The research involved showing people images, one after another, and asking them to press a key when they encounter an image they had seen before to create a memorability score for images used to train the algorithm. The team had about 5,000 people from the Amazon Mechanical Turk crowdsourcing platform view a subset of its images, with each image in their LaMem dataset viewed on average by 80 unique individuals, according to Khosla.
In terms of shortcomings, the algorithm does less well on types of images it has not been trained on so far, as you’d expect — so it’s better on natural images and less good on logos or line drawings right now.
“It has not seen how variations in colors, fonts, etc affect the memorability of logos, so it would have a limited understanding of these,” says Khosla. “But addressing this is a matter of capturing such data, and this is something we hope to explore in the near future — capturing specialized data for specific domains in order to better understand them and potentially allow for commercial applications there.

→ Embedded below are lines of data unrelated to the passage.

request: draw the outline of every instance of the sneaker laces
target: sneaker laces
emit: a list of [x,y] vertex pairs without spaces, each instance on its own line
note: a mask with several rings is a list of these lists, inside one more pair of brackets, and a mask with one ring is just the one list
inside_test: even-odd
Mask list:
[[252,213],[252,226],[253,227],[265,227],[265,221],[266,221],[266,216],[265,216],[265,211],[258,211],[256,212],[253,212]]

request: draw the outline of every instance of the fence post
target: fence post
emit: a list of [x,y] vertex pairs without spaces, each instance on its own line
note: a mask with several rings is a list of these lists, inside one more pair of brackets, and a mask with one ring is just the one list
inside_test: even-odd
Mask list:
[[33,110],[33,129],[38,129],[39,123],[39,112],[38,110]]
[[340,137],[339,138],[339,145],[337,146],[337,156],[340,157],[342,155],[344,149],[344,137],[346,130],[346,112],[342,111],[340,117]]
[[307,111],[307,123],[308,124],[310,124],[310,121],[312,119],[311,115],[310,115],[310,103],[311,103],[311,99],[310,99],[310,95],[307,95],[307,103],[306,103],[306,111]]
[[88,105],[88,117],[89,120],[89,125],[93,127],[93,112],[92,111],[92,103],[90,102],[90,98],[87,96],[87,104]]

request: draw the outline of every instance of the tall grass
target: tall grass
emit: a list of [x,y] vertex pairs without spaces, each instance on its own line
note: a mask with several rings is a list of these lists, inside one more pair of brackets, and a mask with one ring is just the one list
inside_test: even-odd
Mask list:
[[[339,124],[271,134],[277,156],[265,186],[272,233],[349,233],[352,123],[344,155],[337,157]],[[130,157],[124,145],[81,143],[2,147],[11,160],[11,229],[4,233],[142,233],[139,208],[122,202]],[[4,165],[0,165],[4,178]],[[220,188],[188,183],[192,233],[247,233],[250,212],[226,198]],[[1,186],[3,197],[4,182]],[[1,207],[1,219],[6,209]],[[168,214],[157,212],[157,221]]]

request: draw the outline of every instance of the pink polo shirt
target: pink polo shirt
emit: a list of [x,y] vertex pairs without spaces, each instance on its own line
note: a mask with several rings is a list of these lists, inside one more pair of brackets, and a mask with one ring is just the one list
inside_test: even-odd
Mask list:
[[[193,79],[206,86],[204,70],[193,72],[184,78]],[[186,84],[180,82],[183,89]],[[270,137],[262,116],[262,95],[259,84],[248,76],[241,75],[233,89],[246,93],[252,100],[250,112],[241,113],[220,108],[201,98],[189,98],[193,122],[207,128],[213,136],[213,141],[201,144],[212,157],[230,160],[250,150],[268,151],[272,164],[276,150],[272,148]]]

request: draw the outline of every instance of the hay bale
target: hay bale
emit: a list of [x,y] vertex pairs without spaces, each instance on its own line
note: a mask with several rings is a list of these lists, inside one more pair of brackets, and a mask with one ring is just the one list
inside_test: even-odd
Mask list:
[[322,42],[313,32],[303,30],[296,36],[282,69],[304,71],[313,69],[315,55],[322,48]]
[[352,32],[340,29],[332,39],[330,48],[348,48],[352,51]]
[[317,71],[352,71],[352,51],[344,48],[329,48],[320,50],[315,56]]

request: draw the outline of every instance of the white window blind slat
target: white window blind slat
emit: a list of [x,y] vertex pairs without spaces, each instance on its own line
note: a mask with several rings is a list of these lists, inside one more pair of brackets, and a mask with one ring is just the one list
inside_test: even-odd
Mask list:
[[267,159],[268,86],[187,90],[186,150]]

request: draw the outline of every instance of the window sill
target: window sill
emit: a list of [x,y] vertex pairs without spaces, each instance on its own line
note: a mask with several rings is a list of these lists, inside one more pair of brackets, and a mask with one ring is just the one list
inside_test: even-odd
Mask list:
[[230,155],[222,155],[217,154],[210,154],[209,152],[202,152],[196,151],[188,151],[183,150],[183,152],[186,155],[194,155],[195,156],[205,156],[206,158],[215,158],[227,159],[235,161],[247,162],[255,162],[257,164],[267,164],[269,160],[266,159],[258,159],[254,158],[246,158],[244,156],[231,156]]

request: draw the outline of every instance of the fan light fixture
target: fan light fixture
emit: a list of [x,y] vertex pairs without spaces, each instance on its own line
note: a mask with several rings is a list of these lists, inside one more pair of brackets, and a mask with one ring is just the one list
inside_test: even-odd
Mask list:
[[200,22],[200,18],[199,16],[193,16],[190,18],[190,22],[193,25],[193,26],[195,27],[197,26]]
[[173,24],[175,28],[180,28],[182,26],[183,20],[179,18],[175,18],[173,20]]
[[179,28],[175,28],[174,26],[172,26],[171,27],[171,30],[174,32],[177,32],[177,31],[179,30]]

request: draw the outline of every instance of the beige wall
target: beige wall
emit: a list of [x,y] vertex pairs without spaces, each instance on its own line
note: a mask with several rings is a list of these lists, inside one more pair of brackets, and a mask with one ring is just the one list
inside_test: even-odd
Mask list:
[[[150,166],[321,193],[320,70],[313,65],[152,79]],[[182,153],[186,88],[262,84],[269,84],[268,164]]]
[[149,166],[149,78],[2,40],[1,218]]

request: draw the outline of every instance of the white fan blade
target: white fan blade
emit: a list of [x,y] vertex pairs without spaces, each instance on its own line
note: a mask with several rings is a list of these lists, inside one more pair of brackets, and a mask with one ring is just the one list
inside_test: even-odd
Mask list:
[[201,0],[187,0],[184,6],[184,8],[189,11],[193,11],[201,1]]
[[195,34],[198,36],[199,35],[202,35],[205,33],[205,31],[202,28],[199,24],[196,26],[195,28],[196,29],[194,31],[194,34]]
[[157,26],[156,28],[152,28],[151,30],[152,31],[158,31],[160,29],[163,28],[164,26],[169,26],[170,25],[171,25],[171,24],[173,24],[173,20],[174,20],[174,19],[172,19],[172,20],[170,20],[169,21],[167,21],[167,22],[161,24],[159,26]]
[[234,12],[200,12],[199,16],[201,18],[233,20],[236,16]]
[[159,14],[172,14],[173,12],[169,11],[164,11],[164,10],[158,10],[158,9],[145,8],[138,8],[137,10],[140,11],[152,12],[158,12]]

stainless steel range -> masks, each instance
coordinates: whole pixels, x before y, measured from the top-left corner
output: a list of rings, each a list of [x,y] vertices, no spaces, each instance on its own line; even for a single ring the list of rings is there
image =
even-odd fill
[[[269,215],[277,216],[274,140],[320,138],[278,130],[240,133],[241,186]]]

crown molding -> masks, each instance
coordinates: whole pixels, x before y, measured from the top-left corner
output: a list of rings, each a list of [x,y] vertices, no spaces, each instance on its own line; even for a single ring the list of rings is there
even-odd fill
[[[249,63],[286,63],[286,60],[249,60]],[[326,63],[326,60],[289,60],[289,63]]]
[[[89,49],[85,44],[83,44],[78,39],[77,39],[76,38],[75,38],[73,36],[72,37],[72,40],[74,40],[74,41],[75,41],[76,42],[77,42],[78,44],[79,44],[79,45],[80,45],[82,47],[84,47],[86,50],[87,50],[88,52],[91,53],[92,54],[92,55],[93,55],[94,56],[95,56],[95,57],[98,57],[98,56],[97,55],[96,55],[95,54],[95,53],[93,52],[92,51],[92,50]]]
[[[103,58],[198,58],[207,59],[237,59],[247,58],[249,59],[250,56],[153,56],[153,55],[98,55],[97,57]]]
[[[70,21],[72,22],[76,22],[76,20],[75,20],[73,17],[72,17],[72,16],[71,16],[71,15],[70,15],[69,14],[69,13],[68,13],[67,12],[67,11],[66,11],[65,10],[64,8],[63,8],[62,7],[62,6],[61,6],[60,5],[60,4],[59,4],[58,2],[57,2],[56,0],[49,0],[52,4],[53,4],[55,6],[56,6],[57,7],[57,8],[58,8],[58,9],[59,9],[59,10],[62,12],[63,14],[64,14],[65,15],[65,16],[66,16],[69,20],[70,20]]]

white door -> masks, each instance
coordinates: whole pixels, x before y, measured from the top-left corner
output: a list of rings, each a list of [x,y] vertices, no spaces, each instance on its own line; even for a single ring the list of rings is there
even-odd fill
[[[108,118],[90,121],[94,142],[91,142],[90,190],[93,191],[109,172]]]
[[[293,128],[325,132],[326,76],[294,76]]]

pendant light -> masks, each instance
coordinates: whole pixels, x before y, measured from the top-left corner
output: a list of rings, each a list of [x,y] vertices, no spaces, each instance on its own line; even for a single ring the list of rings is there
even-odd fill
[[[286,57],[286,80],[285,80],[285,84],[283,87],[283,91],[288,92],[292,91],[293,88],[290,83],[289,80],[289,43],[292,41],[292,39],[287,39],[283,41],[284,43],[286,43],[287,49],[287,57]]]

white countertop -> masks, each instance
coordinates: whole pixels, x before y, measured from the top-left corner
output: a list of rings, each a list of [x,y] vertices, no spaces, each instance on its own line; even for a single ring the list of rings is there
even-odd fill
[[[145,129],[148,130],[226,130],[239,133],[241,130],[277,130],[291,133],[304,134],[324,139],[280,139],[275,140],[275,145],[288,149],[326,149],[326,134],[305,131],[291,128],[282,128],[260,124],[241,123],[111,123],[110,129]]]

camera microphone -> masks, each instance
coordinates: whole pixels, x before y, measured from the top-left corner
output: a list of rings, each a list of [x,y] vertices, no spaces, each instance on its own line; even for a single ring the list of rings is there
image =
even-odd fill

One of those domains we’re focusing on at the moment is faces.”
The team has previously developed a similar algorithm for face memorability.
Discussing how the planned MemNet app might work, Khosla says there are various options for how images could be tweaked based on algorithmic input, although ensuring a pleasing end photo is part of the challenge here. “The simple approach would be to use the heat map to blur out regions that are not memorable to emphasize the regions of high memorability, or simply applying an Instagram-like filter or cropping the image a particular way,” he notes.
“The complex approach would involve adding or removing objects from images automatically to change the memorability of the image — but as you can imagine, this is pretty hard — we would have to ensure that the object size, shape, pose and so on match the scene they are being added to, to avoid looking like a photoshop job gone bad.”
Looking ahead, the next step for the researchers will be to try to update their system to be able to predict the memory of a specific person. They also want to be able to better tailor it for individual “expert industries” such as retail clothing and logo-design.
How many training images they’d need to show an individual person before being able to algorithmically predict their capacity to remember images in future is not yet clear. “This is something we are still investigating,” says Khosla.